As mentioned above, V content of Ciona savignyi was extremely high. In some species of sea squirt, V is accumulated highly and stored in particular cells called vanadocytes and vanabins which is a vanadium-binding protein. There are five types of these proteins, namely vanabin 1-4 and vanabin-p [57]. Moreover, metallothionein is known to be induced in mussels [3, 8, 10] and mice exposed to V. For estimating the amount of V metallothionein, protein was extracted from Ciona savignyi and separated by GPC. Form the dry powders of Ciona savignyi collected in 2008 June and September, V was extracted and found to be 99 and 93 μg g−1, respectively. The gel permeation column was calibrated by standard proteins. Six peaks were identified in the profile of the protein extract and their V levels were calculated.
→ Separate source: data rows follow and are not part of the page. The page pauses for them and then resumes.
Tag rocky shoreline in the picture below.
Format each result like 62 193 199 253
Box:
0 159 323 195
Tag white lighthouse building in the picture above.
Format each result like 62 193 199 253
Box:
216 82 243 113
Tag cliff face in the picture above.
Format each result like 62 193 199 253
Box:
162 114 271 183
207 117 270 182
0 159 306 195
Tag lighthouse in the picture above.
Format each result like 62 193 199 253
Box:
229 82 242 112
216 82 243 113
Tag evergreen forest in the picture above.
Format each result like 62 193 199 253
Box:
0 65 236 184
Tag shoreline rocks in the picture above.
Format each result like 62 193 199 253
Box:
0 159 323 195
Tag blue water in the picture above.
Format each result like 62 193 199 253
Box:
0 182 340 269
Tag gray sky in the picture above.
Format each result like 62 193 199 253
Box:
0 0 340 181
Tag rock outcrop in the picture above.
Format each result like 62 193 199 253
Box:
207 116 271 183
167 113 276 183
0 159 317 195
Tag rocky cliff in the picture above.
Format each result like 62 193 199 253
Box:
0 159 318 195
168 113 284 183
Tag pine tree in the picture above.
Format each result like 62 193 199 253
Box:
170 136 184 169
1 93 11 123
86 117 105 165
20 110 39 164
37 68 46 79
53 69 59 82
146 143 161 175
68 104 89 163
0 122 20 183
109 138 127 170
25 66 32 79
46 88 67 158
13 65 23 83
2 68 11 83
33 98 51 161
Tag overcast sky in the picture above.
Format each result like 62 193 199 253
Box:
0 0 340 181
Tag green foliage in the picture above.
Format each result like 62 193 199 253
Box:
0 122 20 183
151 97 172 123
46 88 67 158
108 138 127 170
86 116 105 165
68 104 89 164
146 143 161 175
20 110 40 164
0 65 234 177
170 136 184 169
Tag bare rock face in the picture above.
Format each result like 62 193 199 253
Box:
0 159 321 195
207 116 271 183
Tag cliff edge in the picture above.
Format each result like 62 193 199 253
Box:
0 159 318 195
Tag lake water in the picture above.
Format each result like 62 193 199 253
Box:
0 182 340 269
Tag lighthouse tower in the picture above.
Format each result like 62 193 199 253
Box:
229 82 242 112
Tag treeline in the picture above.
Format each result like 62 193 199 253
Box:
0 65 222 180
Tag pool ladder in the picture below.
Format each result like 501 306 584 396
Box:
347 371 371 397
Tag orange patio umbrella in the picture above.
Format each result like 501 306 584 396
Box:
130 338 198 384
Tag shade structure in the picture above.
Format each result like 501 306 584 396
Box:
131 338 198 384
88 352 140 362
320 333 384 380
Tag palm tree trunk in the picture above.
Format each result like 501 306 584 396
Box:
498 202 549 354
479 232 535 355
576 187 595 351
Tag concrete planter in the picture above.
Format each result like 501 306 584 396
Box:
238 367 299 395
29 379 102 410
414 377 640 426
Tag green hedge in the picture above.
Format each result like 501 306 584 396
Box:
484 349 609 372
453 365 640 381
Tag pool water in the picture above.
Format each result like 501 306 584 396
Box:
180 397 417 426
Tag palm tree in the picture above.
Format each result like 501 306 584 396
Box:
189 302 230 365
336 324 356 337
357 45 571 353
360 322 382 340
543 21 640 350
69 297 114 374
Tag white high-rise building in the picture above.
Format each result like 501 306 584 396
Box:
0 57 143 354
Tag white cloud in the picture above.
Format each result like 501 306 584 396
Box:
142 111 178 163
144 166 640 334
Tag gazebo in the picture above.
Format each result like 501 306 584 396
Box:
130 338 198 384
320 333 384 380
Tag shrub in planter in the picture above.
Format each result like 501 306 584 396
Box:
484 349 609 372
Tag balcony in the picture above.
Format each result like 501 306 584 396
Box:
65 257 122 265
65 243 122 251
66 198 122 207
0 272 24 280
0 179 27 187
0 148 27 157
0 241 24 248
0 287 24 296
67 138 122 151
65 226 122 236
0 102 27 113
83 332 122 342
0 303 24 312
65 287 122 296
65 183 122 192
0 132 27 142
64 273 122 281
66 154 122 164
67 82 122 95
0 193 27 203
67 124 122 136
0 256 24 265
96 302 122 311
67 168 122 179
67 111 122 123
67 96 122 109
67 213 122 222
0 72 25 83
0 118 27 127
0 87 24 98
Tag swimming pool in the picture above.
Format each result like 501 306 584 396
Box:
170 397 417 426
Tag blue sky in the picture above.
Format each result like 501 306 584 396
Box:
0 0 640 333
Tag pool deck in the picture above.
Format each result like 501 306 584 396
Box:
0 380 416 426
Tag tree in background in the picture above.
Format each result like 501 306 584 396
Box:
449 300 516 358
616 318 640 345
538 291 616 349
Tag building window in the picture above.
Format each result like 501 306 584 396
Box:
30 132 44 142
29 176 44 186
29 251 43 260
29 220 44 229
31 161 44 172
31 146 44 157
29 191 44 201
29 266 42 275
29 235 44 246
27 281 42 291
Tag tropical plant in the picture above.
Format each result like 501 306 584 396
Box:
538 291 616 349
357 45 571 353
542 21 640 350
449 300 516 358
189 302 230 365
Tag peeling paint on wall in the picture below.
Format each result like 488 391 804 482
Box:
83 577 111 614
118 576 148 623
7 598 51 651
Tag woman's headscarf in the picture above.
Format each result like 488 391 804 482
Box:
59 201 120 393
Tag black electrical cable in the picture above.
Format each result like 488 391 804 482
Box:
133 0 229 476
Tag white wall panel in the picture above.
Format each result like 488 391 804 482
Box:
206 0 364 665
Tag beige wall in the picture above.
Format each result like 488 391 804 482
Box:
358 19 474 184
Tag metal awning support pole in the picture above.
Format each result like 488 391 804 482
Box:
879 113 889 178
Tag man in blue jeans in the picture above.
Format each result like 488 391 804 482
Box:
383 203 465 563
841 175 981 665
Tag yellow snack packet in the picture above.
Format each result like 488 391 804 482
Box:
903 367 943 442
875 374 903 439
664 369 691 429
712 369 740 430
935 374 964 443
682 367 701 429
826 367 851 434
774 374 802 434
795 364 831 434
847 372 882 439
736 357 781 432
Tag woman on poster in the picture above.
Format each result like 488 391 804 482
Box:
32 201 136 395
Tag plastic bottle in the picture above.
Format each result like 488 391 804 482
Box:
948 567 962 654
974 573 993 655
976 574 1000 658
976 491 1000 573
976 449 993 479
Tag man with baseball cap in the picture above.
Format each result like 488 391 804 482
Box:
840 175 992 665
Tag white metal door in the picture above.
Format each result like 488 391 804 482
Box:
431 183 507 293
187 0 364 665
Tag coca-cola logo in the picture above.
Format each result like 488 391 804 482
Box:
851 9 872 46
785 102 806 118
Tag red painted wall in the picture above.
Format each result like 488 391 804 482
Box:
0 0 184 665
The peaks had molecular weights (MW) of 50, 22, 15, 12, 9, and 7 kDa. Ueki et al. [7] identified MW of 55 kDa as a vanabin and the MW of 7 kDa as the monomer of metallothionein [8]. From these information it can be postulated that the protein peaks of MW 22, 15 and 9 kDa are the trimer, dimer and monomer of metallothionein, and the peak with MW 50 kDa could be vanabin-interacting protein 1.

Conclusions

Several species of seaweeds, plankton, shellfish, and sea squirts from Onagawa Bay were analyzed by INAA for V with good precision, accuracy, and sensitivity. Among the seaweeds investigated, Japanese tangle and hijiki were found to contain high amounts of V. High levels of V were also observed in two different species of sea squirts; moreover, these levels showed seasonal variation. Protein-bound V in sea squirts was separated and found to contain 6 proteins of MW 50, 22, 15, 12, 9, and 7 kDa which may very well correspond to vanabin-interacting protein 1 and trimer, dimer and monomer of metallothionein, respectively.